Interestingly, other studies show the rate of improvement in residential care and outpatient services are actually comparable, although there is some debate over whether the severity of issues teens in residential care deal with are being considered (generally, improvements are faster in “mild” treatment cases, so if RTC can deliver comparable improvement for severe issues in complex teens as CCM does for milder issues in simpler teen situations, this may actually be pretty good!). There is a particularly excellent review that is freely available through PubMedCentral from Sigrid James – her work raises important questions about the bar that we set for making sure that this expensive and restrictive kind of care is applied only where and when it needs to be.
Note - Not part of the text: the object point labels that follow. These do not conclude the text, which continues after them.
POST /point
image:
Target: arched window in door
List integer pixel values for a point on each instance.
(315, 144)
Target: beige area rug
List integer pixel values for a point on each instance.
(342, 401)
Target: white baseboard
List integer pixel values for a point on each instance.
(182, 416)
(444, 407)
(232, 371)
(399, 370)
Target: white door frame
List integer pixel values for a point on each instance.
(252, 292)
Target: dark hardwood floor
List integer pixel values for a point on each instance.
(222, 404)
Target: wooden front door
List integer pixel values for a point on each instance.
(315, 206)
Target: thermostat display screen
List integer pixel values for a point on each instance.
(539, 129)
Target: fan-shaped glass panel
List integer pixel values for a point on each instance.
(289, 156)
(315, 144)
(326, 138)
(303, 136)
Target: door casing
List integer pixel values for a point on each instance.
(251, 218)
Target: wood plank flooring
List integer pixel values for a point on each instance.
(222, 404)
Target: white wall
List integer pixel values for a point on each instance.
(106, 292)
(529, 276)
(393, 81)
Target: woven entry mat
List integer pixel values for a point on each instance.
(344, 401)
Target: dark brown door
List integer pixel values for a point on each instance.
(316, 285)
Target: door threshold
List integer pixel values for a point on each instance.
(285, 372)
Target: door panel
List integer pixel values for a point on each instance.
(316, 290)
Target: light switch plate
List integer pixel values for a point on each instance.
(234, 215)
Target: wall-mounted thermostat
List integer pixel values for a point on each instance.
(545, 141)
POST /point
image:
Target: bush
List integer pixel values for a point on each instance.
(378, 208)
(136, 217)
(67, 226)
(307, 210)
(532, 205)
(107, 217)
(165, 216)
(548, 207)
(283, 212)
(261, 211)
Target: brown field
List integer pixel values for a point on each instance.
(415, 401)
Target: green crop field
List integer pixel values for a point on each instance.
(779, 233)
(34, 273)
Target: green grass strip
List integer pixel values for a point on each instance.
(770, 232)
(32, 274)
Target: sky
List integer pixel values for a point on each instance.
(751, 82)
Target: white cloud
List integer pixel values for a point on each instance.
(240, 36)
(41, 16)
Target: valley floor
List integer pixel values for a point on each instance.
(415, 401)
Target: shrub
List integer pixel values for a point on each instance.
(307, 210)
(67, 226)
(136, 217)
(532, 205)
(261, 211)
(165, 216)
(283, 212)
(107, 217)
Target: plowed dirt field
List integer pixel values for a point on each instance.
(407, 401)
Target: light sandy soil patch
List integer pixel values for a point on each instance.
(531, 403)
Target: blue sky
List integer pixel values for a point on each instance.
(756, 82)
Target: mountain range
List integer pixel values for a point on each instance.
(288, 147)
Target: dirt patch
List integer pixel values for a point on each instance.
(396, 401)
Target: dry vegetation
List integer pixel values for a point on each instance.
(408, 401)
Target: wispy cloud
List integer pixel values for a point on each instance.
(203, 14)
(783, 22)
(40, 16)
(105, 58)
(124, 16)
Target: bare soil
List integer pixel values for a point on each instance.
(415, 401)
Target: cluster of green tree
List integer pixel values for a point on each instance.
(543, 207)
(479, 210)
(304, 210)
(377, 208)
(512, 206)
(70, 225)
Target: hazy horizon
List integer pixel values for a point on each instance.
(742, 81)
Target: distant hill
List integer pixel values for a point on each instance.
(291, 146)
Where these two issues come together, along with other issues such as the need to empower parents (about which I’ve already blogged), and the need to continue pushing for treatment approaches that are evidenced based, where available, and the development of evidence based practices, where none exist, is that twenty-first century residential care must make a better and better case for why we need to separate people – kids and teens especially – from their community roots. In the best of cases, residential care is a core component of a larger strategy to empower parents, give kids skills, and create an environment in which kids can learn to thrive without fear of catastrophic consequences of their mistakes, using residential care as a the plane ticket to a future that involves ongoing safety, a sense of permanent attachment to peers and adults who have made a long-term investment in the youth, and development of a true sense of well being. This requires a much more continuous system of care, with opportunities for teens to step up and down flexibly as they need to, to higher or lower acuities of service. It also requires some constructive thought about programs-within-programs or other techniques to much more tightly provide each teen with the services they need and pare down care that doesn’t take care of them (since that is not care at all). This is a lot harder in behavioral healthcare than physical healthcare, I think (a physician can learn when and how to safely prescribe five new medications far more easily than a psychologist can learn five new evidence based behavioral therapies), but it can and must be done. When we do that, we should sleep well, knowing that, one teen at a time, we are changing the world.
I hope these thoughts are not too random – this is a little of what I’m bringing home to think about improving our residential adolescent program to the next level, and far, far beyond, even as I fight harder than ever for the autism system I know our kids need.